Bill to Reign in Health Care Prices Advances in the Legislature

The Health Care Price Relief Act would set up an independent commission to determine what health care providers can charge for services under commercial health plans. Photo Credit: Thinkstock

A California Assembly committee has advanced a bill that aims to reign in soaring health care costs by giving the state authority to regulate prices charged by hospitals, doctors and other providers.

During a hearing Tuesday, the Assembly Committee on Health voted 11 to 4 to pass the bill on to the appropriations committee, the final step before legislation can go before the full Assembly for a vote. The appropriations committee is expected to decide in late May whether or not to move the bill forward.

Known as the Health Care Price Relief Act, the bill would set up an independent commission to determine what health care providers can charge for services under commercial health plans. Reimbursement rates for Medicare, the federal health program for seniors, would serve as the baseline for determining prices. Doctors, hospitals and health plans who want to charge higher prices would have to justify increasing rates.

Supporters of the bill, which include labor unions and patient advocacy groups, said the legislation would counter what has become a crisis in health care affordability. Assemblyman Ash Kalra, D-San Jose, who introduced the bill, told the committee that people are increasingly forgoing health care services because they can’t afford to pay for them, even if they have health insurance. Businesses are also struggling to provide health insurance for their employees, he said.

“The status quo is unacceptable,” Kalra said. “The way the system is currently set up, we’re going to see more Californians, more small businesses, not be able to afford health care. And frankly, the providers, the hospitals, the doctors going into the future, they need and deserve a sustainable system too.”

But opponents, including representatives from major hospital, health plan and medical associations, said the bill would have the opposite of its intended effect. Instead of improving patient access to health care, it would lead to provider shortages through massive job losses and physicians leaving the state, they said. Setting price controls would shortchange health care providers while failing to address underlying reasons for rising health care costs, said Carmela Coyle, president and CEO of the California Hospital Association. She said many providers have to charge higher rates to patients insured by commercial plans because government health programs such as Medi-Cal and Medicare don’t pay enough.

“The bill amounts to huge cuts for doctors, hospitals, dentists and others, and lost access to care for everyone,” she said, calling the bill a “recipe for disaster.”

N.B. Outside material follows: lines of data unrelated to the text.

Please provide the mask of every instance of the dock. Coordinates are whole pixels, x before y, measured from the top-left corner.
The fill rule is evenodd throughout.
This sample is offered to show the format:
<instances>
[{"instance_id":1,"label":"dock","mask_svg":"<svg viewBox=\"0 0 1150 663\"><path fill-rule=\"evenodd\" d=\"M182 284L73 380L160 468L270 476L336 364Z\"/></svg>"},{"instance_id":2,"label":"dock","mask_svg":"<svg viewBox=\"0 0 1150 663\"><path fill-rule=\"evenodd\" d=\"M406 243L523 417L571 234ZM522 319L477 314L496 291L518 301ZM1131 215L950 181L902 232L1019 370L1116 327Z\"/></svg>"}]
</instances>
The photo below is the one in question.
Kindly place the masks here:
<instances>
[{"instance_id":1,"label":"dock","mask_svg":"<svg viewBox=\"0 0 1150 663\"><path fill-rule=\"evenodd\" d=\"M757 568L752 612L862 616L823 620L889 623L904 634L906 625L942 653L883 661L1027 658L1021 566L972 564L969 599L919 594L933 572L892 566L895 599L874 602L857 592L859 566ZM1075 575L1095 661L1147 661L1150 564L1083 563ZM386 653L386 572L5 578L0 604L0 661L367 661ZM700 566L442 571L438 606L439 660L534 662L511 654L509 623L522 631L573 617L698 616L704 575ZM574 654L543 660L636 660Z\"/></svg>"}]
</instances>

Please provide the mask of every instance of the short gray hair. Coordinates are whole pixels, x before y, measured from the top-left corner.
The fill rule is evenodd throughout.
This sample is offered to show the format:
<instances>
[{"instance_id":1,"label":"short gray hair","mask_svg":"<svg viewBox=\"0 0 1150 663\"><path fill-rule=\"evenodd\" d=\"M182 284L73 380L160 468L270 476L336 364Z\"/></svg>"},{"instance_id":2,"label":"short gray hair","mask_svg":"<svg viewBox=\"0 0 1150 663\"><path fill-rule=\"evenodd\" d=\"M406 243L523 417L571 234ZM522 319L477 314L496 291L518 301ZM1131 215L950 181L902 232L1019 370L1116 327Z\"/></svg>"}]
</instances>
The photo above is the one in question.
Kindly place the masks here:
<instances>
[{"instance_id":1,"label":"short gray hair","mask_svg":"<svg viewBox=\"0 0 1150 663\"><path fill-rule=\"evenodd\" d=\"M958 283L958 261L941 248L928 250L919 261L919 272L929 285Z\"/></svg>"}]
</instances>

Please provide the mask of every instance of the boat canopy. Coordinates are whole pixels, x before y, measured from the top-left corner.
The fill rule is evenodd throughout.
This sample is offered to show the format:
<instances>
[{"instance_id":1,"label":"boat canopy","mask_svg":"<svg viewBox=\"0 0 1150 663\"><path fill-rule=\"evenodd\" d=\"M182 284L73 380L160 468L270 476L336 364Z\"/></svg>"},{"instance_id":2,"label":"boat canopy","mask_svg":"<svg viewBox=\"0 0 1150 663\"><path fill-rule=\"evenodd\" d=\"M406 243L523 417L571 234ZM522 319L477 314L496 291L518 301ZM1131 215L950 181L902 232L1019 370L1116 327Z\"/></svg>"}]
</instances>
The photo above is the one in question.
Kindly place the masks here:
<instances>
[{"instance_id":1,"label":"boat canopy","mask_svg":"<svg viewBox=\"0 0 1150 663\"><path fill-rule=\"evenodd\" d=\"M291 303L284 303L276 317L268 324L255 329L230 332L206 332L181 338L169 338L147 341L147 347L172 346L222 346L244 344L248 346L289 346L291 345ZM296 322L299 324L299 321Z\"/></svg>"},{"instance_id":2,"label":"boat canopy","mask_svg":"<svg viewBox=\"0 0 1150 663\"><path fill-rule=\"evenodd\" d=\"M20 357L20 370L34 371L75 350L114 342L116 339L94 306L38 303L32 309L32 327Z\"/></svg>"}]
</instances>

Lawmakers peppered both proponents and the opposition with questions about the legislation’s potential impacts. Many assembly members expressed reservations about the bill, but agreed on the need for action to tackle rising health care costs.

“I see this bill as a conversation that needs to happen,” said Monique Limon, D-Santa Barbara, who voted in favor of the bill. “I have great concerns about the bill …but I understand that there’s reason to have this conversation.”

Following Tuesday’s vote, advocates vowed to keep pushing for the bill to move forward.

“We’re pleased that California is taking steps toward dealing with inflated health care prices in our monopolized health care market,” said Anthony Wright, executive director of Health Access California, one of dozens of organizations supporting the bill. “There’s obviously more work to do to refine the policy proposal, but what we know is the problem is urgent.”

Meanwhile opponents, including the California Medical Association, California Hospital Association and California Dental Association, called the bill’s advance a dangerous step toward harmful government intrusion into the health care market. The bill would lead to disruption in care for millions of Californians and provider shortages, the organizations said.

“Today is a dangerous step backward for patient access to health care in California,” California Medical Association President Theodore Mazer said in a statement. “This poorly-conceived legislation would do nothing to reduce health care costs; instead it would destabilize California’s health care system, resulting in less access to care and services and more costs shifted to patients.”